La realidad indica la importancia de promover una mayor dosis de iniciativa individual, tanto en la economía como en las demás facetas del quehacer cotidiano. Y dos ejemplos muy cercanos, Cuba y Venezuela, resaltan esa imperiosa necesidad. Los mercados bien abastecidos han sido siempre aquellos dejados en situaciones normales a la libre competencia y a las fuerzas naturales del mercado.
La experiencia demuestra que las economías centralizadas o cualquiera de sus hijastros generan estrechez y pobreza. Constriñen el desarrollo y degeneran en el planeamiento de la vida ciudadana. También es cierto que una economía de mercado sin restricción alguna impide la justicia social. De manera que lo ideal es un modelo intermedio para garantizar el principio de la distribución del poder y propiciar oportunidades más equitativas dentro de un sistema de libre concurrencia.
La pronunciada y creciente presencia de los gobiernos regionales, como agentes económicos, y no reguladores de la actividad económica, distorsiona el clima de negocios y la seguridad jurídica, esenciales al éxito de todo plan de crecimiento real. Y no me refiero a un gobierno en particular, sino a una situación generalizada, nacida en los albores de la historia republicana de América Latina, que ha paralizado el verdadero crecimiento material de la región y reducido a estándares espantosamente peligrosos los niveles de frustración en que sobrevive una parte importante y cada vez mayor de los pueblos que la forman.

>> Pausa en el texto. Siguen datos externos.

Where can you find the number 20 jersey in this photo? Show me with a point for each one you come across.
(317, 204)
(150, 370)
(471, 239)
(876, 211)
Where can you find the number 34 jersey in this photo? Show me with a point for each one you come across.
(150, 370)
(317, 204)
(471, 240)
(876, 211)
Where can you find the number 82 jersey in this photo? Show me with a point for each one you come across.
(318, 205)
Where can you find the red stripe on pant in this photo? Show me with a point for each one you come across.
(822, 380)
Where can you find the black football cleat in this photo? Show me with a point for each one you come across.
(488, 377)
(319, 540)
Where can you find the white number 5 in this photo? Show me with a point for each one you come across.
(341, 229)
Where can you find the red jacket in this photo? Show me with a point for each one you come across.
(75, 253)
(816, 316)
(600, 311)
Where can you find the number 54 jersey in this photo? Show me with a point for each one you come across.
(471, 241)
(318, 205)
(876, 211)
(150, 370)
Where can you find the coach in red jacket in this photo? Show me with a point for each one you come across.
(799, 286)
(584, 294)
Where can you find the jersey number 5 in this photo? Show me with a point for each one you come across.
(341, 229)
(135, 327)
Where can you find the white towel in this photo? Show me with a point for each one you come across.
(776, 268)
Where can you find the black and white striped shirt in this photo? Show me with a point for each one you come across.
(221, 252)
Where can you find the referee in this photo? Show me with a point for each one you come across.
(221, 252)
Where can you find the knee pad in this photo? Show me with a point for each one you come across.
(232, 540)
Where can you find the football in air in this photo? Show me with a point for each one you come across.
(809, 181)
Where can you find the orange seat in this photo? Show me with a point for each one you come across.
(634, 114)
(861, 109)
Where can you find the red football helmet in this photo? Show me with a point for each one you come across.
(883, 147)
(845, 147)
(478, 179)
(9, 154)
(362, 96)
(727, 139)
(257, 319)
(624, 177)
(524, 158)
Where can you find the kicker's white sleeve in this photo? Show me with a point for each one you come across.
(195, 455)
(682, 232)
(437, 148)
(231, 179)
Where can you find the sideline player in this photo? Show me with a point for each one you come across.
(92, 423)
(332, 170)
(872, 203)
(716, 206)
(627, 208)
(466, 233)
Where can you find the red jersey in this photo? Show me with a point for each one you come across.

Un fenómeno cuya solución parece más alejada en la medida en que falsos redentores a nombre de una nueva izquierda, proveniente irónicamente de la derecha más extrema, se adueña de la fantasía de sus pueblos, hambrientos de esperanzas. Situación esta en ascenso permanente ante el fracaso de mediatizados ensayos democráticos y el desprestigio de modelos de redención hoy en ruinas.